Astronomers say the Hubble Space telescope spotted a unique "string of pearls" in space, comprised of clusters of young blue stars surrounding the centers of two colliding elliptical galaxies.

The twisting "string," around 100,000 light years across and containing a blue star cluster spaced about every 3,000 light years on its span, was probably created by material increasing in density as the two galaxies collided, they say.

"We were surprised to find this stunning morphology," says Grant Tremblay with the European Southern Observatory in Germany.

Such "beads on a string" phenomena have been observed before in spiral galaxy arms and in the tidal connections between intermingling galaxies, he notes.

"However, this particular supercluster arrangement has never been seen before in giant merging elliptical galaxies," Tremblay says.

Each of the colliding galaxies is some 330,000 light-years across, compared to the 100,000 light years span of our own Milky Way.

The source of the cold gas that is being condensed to create the young stars is uncertain, the researchers say; it might have existed within the galaxies all along as the moved toward each other, or it might have cooled out of a shock wave resulting from their collision with each other.

"Whatever the origin for this star-forming gas is, the result is awesome," Tremblay says. "It's very exciting.
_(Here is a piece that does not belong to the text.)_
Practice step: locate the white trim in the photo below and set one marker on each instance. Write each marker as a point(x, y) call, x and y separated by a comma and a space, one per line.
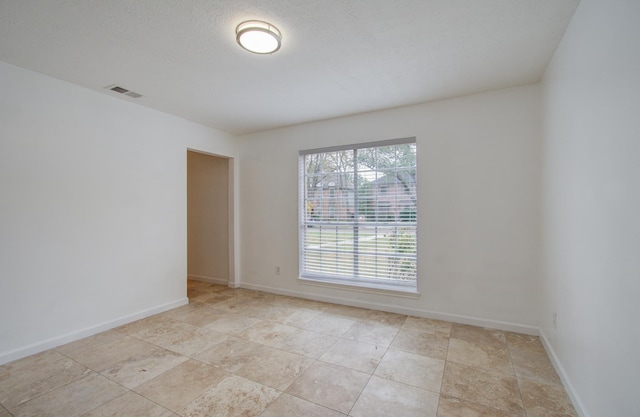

You can't find a mundane explanation for this."

The discovery of the stellar pearl string was made among images returned by Hubble's Sloan Digital Sky Survey, a mission to observe 23 massive galactic clusters and generate the most highly detailed 3D maps of the universe.

Following the serendipitous spotting of the unique cosmic phenomenon in the images, the researchers conducted additional observations of the colliding galaxies with both space-based instruments and observatories on Earth.

The two galaxies are embedded deeply within a dense cluster of galaxies included in the survey known as SDSS J1531+3414 and located around 4.5 billion light years from Earth, the researchers said.

The rarely seen process resulting in the long string of young stars may provide clues to the gas dynamics involved in the formation of stellar superclusters created between merging galaxies, the researchers say.

"We have two monsters playing tug-of-war with a necklace, and its ultimate fate is an interesting question in the context of the formation of stellar superclusters and the merger-driven growth of a galaxy's stellar component," Tremblay says.